Toutefois, il reste encore beaucoup à faire. Il s’agit d’intégrer les activités de l’IMA à celles de ces institutions et programmes et de veiller à mettre l’accent, d’une manière générale, sur le renforcement des capacités. Nous devons tout mettre en œuvre afin que les pays pilotent ce processus et que non seulement les gouvernements en soient les bénéficiaires, mais également que les ONG, les milieux académiques et le secteur privé, ainsi que la société civile, en tirent le meilleur parti.
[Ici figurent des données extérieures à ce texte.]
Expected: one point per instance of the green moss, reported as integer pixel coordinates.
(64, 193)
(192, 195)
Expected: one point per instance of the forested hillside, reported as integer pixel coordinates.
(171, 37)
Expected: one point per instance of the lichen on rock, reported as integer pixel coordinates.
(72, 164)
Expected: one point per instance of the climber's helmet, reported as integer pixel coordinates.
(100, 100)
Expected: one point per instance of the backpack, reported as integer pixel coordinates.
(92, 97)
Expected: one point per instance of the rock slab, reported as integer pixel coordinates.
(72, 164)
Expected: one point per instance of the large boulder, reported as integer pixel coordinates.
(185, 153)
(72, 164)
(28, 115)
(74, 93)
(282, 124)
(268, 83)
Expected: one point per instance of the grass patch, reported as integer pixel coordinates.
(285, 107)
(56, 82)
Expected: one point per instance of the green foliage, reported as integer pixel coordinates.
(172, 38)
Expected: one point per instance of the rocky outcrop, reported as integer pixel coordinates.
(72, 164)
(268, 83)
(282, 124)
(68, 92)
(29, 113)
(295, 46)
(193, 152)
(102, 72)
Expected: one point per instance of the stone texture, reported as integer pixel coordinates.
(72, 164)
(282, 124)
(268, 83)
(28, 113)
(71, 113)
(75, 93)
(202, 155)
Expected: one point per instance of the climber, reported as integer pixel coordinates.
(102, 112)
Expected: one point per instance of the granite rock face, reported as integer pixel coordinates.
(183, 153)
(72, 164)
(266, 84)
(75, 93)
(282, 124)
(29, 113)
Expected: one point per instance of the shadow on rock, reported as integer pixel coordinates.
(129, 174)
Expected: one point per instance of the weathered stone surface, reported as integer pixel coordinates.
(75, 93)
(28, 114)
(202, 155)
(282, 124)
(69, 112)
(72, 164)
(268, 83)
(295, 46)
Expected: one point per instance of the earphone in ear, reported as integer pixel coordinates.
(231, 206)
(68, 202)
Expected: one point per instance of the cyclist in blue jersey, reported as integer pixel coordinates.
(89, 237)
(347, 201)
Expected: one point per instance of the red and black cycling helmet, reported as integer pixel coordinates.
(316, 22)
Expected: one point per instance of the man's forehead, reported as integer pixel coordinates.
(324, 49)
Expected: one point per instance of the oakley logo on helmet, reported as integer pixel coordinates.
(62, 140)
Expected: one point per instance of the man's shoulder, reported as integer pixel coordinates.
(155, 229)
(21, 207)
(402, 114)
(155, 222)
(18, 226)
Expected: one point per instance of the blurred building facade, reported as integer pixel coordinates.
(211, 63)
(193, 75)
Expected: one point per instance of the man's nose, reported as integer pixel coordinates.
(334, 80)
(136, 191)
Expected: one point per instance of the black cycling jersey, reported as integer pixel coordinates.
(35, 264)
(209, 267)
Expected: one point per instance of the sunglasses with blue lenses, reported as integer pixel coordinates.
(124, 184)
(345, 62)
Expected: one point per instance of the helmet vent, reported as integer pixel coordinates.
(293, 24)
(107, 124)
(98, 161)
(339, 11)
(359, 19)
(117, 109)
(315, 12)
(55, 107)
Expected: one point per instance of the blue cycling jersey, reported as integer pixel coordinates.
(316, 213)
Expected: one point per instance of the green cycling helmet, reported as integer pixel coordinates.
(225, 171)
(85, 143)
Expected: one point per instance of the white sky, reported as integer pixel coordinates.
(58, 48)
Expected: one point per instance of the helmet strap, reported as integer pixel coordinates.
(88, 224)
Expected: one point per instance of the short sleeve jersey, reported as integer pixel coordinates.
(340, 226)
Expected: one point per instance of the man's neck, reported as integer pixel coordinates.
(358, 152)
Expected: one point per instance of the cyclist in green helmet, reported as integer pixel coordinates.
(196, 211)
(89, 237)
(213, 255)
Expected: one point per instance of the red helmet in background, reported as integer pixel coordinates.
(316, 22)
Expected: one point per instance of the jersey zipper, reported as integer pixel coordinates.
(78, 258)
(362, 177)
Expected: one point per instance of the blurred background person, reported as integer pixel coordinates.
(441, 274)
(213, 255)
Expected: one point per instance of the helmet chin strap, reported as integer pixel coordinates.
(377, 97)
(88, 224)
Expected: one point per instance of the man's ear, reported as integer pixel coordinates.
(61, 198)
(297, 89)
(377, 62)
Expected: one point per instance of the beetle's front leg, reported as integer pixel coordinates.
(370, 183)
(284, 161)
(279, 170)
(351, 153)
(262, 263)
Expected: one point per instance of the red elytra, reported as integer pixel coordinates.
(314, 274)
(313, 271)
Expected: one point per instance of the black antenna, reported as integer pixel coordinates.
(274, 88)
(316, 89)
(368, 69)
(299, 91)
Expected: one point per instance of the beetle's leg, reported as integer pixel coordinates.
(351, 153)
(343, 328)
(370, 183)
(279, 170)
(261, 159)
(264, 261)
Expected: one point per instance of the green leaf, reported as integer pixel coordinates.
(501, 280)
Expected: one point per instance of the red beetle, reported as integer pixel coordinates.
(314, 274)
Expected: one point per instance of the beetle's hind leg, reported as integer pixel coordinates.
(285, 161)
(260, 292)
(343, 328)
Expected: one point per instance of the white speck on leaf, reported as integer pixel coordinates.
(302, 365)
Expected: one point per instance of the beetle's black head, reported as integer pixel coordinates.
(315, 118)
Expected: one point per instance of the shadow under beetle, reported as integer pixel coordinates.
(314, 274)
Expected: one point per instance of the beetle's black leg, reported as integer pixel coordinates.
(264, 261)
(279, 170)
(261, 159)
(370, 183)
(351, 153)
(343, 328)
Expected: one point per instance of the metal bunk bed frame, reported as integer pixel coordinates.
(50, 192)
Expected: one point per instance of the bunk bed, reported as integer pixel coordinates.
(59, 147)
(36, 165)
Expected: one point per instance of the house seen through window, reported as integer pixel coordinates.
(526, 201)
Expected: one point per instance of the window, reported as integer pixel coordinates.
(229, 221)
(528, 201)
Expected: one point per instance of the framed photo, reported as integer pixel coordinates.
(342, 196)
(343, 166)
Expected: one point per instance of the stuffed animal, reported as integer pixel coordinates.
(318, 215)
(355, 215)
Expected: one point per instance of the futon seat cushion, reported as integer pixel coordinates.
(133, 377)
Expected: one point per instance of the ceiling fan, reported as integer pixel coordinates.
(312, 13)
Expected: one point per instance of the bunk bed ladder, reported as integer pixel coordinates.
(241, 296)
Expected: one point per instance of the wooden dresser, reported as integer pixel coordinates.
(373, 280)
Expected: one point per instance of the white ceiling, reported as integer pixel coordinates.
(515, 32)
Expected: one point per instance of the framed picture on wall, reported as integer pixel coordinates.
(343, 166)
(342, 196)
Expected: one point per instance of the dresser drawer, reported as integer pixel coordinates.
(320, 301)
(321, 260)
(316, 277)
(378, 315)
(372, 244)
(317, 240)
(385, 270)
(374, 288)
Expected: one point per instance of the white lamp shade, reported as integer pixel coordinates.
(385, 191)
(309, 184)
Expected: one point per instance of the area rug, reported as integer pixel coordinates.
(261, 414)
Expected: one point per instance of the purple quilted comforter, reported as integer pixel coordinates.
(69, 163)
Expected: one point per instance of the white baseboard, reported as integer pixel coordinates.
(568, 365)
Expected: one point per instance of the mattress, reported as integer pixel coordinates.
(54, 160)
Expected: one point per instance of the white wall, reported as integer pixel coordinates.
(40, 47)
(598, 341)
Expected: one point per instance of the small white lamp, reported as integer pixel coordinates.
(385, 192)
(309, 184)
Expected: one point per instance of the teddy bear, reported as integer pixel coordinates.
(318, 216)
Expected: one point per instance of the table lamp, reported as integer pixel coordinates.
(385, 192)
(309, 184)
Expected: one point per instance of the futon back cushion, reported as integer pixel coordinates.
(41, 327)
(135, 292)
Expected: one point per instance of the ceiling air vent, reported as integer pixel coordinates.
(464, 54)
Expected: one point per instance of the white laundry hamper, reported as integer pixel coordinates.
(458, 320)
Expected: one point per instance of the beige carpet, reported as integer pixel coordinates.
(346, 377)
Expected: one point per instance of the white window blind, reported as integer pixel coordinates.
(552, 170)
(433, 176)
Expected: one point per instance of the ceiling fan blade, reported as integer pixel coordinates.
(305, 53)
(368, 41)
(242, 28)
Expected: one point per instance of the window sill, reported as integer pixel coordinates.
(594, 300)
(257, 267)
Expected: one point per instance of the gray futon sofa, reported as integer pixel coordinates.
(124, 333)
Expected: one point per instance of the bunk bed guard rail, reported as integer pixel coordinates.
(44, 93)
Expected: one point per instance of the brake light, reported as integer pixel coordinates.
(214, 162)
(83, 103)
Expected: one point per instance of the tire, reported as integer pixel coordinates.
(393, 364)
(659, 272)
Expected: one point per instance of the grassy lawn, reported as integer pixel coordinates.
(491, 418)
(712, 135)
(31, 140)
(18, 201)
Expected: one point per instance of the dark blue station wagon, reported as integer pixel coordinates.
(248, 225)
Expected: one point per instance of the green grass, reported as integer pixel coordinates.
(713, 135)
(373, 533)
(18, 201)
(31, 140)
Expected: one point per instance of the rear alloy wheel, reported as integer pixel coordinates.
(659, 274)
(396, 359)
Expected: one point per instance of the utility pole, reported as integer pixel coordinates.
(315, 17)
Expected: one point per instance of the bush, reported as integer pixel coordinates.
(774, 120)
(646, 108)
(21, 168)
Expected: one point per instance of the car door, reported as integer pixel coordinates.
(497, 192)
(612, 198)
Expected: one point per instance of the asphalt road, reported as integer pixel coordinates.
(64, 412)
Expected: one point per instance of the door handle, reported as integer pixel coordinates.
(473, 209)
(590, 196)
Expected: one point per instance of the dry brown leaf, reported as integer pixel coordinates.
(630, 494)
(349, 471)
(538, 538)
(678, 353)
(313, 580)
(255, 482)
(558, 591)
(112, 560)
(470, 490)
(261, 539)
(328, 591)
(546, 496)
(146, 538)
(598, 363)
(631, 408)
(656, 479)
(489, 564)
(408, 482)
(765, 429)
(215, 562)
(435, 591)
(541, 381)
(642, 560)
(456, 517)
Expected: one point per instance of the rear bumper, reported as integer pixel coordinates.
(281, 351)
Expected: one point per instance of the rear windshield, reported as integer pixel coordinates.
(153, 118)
3. Enseignement à distance

A présent, je voudrais saisir cette occasion pour aborder brièvement une question qui, à mon sens, est passionnante: l’enseignement à distance. Comme vous le savez, M. Wolfensohn attache beaucoup d’importance à l’enseignement à distance. Je suis convaincu que le Président Kabbaj abondera dans le même sens. Pendant la cérémonie de signature du Protocole d’entente de l’IMA, en avril dernier, les discussions avaient porté essentiellement sur les voies et moyens d’équiper l’IMA de façon à l’interconnecter au Réseau mondial d’enseignement à distance.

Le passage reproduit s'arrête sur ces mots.